TIGGIANO-  “L’obiettivo finale dell’agricoltura non è la coltivazione di colture, ma la coltivazione e la perfezione degli esseri umani” sosteneva il padre dell’agricoltura naturale, il botanico giapponese Fukuoka. Ed è con questo spirito che cinque donne tra richiedenti asilo e rifugiate del Progetto Sai del comune di Tiggiano – gestito dal Consorzio Sale della Terra – hanno deciso di dare vita all’orto di comunità, che verrà presentato alla cittadinanza giovedì 30 giugno, a partire dalle 19 (ingresso dal giardino del palazzo comunale di Tiggiano).

La serata si aprirà con i saluti del sindaco Giacomo Cazzato cui seguiranno gli interventi di Ester Martella, coordinatrice del Progetto Sai, dell’agronomo Gigi Schiavano, mentore del progetto, e delle donne coinvolte nell’iniziativa.

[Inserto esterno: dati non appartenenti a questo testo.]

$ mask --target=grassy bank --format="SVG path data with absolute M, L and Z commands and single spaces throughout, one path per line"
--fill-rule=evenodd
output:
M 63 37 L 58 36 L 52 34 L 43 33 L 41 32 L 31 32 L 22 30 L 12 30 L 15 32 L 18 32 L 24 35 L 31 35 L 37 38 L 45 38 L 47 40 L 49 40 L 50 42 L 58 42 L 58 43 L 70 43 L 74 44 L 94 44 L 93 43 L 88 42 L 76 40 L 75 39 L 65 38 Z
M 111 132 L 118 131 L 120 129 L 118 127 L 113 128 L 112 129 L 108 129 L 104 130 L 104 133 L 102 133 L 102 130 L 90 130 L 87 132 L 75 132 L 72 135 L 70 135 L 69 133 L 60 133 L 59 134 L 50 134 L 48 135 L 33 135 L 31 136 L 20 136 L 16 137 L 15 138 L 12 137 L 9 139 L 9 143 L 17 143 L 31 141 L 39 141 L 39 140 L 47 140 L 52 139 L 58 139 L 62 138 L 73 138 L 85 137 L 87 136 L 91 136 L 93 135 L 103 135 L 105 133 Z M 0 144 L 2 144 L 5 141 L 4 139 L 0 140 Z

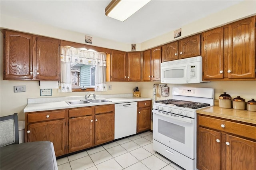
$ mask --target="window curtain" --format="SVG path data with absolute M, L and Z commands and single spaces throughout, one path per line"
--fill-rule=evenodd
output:
M 70 46 L 61 47 L 62 76 L 59 83 L 59 92 L 72 91 L 71 63 L 95 65 L 95 91 L 106 91 L 106 59 L 105 52 L 77 49 Z

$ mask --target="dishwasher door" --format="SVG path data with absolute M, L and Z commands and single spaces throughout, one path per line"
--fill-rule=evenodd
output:
M 137 133 L 137 102 L 115 105 L 115 136 L 117 139 Z

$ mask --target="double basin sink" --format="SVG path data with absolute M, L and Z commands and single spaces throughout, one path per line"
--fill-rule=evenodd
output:
M 101 103 L 105 102 L 111 102 L 111 101 L 105 99 L 88 99 L 85 100 L 73 101 L 66 101 L 68 105 L 82 105 L 84 104 L 90 104 L 93 103 Z

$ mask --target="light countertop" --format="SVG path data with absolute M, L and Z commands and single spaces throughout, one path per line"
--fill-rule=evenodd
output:
M 32 112 L 152 100 L 151 98 L 148 97 L 134 97 L 132 95 L 130 94 L 104 96 L 104 95 L 101 95 L 98 97 L 96 96 L 96 99 L 104 99 L 110 101 L 111 102 L 70 105 L 66 101 L 84 100 L 84 97 L 79 96 L 29 99 L 28 100 L 28 103 L 24 109 L 24 112 Z
M 256 125 L 256 112 L 212 106 L 196 111 L 197 113 L 239 121 Z

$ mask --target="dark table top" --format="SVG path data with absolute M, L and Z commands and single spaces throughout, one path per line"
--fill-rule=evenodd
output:
M 52 148 L 50 141 L 33 142 L 1 147 L 1 170 L 57 169 Z

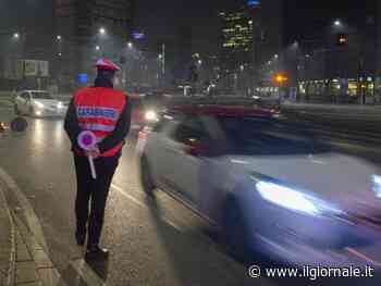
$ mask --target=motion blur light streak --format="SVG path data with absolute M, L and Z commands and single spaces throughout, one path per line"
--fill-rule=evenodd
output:
M 270 182 L 258 182 L 257 190 L 263 199 L 294 211 L 317 215 L 319 209 L 302 192 Z
M 381 199 L 381 176 L 372 176 L 372 190 L 376 194 L 376 197 Z

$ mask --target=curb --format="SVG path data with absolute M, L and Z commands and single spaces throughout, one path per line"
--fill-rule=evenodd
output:
M 0 285 L 14 285 L 15 257 L 15 225 L 0 186 Z

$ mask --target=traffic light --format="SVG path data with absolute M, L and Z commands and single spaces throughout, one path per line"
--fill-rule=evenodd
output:
M 336 36 L 336 46 L 343 47 L 348 43 L 348 35 L 346 34 L 337 34 Z

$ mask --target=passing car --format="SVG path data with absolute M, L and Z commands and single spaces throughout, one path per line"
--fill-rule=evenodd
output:
M 147 125 L 156 124 L 165 107 L 165 99 L 161 94 L 131 95 L 132 105 L 131 127 L 140 130 Z
M 17 115 L 62 117 L 66 111 L 65 103 L 44 90 L 23 90 L 14 99 L 14 112 Z
M 168 113 L 139 134 L 144 190 L 170 194 L 251 259 L 361 264 L 347 250 L 380 241 L 381 170 L 274 115 L 229 107 Z

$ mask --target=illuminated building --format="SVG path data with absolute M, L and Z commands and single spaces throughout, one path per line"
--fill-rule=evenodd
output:
M 99 57 L 120 62 L 131 33 L 131 0 L 54 0 L 53 13 L 61 82 L 90 72 Z
M 247 10 L 220 12 L 222 21 L 222 58 L 230 62 L 230 69 L 253 61 L 253 20 Z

Ci sarà poi un momento di convivialità in cui verrà offerto ai presenti un rinfresco a base di ortaggi ed erbe aromatiche a km0 provenienti dal neonato orto.

Il progetto orto botanico: la terra come strumento di riscatto

Il progetto, avviato lo scorso marzo su un terreno comunale, nasce con un’idea ben chiara: ripartire dalla terra come strumento di riscatto e di cura. Cura dell’anima ma anche del corpo, perché l’autoproduzione agricola, oltre ad essere un’opportunità terapeutica per ricucire ferite e vissuti difficili, quali quelli di chi arriva e chiede protezione, è un modo per alimentarsi in maniera sana ed equilibrata e per contribuire a un mondo più sostenibile ed equo.

E così, a cadenza settimanale, le cinque donne sono state guidate dall’agronomo tiggianese Gigi Schiavano nella conoscenza e nella pratica dei metodi di agricoltura biologica: la preparazione del terreno, la coltivazione, l’innaffiatura, la pulizia sono sempre stati realizzati nel rispetto delle colture, dei cicli della natura e dell’utilizzo consapevole delle risorse disponibili.

Il mix di colture nell’orto botanico

Oggi su un terreno di 300 metri quadri trova spazio un mix di colture, alcune diffuse nei Paesi di provenienza delle donne coinvolte, altre no: accanto a mais, pomodori e peperonicini, crescono melanzane, zucchine, insalate, angurie e perfino meloncelle, una maniera per scoprire e apprezzare l’incredibile varietà orticola che caratterizza il territorio salentino.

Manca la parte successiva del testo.